Vorbereitung auf den Winter
Wie sieht die derzeitige Situation aus?
Auf Gas entfällt ein Anteil von 24 % des gesamten Bruttoinlandsenergieverbrauchs in Europa. Russland war viele Jahre lang der wichtigste Gaslieferant der EU. Bis letztes Jahr bezog die EU mehr als 40 % ihrer Gaslieferungen und damit etwa 10 % ihres gesamten Energiebedarfs aus Russland.
Seit letztem Jahr sind die russischen Gaslieferungen an die EU als Ergebnis eines bewussten Versuchs, Energie als Waffe einzusetzen, deutlich zurückgegangen.
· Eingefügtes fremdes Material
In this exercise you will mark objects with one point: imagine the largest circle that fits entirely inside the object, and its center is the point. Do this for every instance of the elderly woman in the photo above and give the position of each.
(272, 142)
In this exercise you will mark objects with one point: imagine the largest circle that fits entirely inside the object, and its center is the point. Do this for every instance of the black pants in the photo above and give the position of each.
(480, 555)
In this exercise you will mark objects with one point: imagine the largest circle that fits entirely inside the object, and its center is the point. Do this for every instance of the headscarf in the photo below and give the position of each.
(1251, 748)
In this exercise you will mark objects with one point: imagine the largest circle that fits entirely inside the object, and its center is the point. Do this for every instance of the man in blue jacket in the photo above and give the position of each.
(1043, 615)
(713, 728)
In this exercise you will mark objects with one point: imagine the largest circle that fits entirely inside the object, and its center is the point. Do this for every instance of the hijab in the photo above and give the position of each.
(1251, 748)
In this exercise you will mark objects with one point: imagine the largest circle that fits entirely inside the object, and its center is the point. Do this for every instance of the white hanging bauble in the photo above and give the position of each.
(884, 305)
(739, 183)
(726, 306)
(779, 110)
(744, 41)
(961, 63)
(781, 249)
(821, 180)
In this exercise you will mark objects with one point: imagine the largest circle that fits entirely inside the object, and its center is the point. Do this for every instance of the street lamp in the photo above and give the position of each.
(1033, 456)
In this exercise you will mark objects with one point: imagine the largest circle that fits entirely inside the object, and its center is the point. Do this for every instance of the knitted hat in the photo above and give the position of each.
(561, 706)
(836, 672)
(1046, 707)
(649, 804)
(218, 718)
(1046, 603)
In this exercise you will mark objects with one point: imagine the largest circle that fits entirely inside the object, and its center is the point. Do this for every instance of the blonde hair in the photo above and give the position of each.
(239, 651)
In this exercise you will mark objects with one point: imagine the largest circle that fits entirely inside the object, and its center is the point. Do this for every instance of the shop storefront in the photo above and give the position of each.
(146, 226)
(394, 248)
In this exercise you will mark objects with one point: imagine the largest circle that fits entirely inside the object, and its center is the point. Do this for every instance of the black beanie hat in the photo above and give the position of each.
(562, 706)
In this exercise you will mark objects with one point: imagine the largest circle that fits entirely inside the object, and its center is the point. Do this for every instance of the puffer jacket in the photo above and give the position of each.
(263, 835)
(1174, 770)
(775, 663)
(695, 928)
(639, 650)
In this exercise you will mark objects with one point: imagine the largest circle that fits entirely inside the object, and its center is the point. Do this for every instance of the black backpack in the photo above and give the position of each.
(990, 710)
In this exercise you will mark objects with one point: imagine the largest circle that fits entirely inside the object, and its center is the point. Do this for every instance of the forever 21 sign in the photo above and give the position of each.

Insgesamt beliefen sich die Gaslieferungen aus Russland in die EU im Juni 2022 auf weniger als 30 % des Durchschnitts der Jahre 2016-2021. Die EU war mit einer Reihe plötzlicher, ungerechtfertigter und einseitiger Maßnahmen Russlands konfrontiert, mit denen die Lieferungen an europäische Kunden gedrosselt oder eingestellt wurden, was zu Störungen der Wirtschaftstätigkeit und zu steigenden Preisen führte. Die Pipeline-Gasflüsse aus Russland durch Belarus wurden eingestellt und die Gasflüsse durch die Ukraine sind stetig zurückgegangen. Auch die Gaslieferungen an die baltischen Staaten, Polen, Bulgarien und Finnland wurden eingestellt. Zudem wurden die Lieferungen an mehrere Länder, darunter Polen, Deutschland, Österreich, Dänemark, die Slowakei, die Niederlande und Italien, reduziert. Seit Mitte Juni 2022 wurden die Gaslieferungen über die Nord-Stream-1-Pipeline, eine der größten Importrouten in die EU, um 60 % reduziert.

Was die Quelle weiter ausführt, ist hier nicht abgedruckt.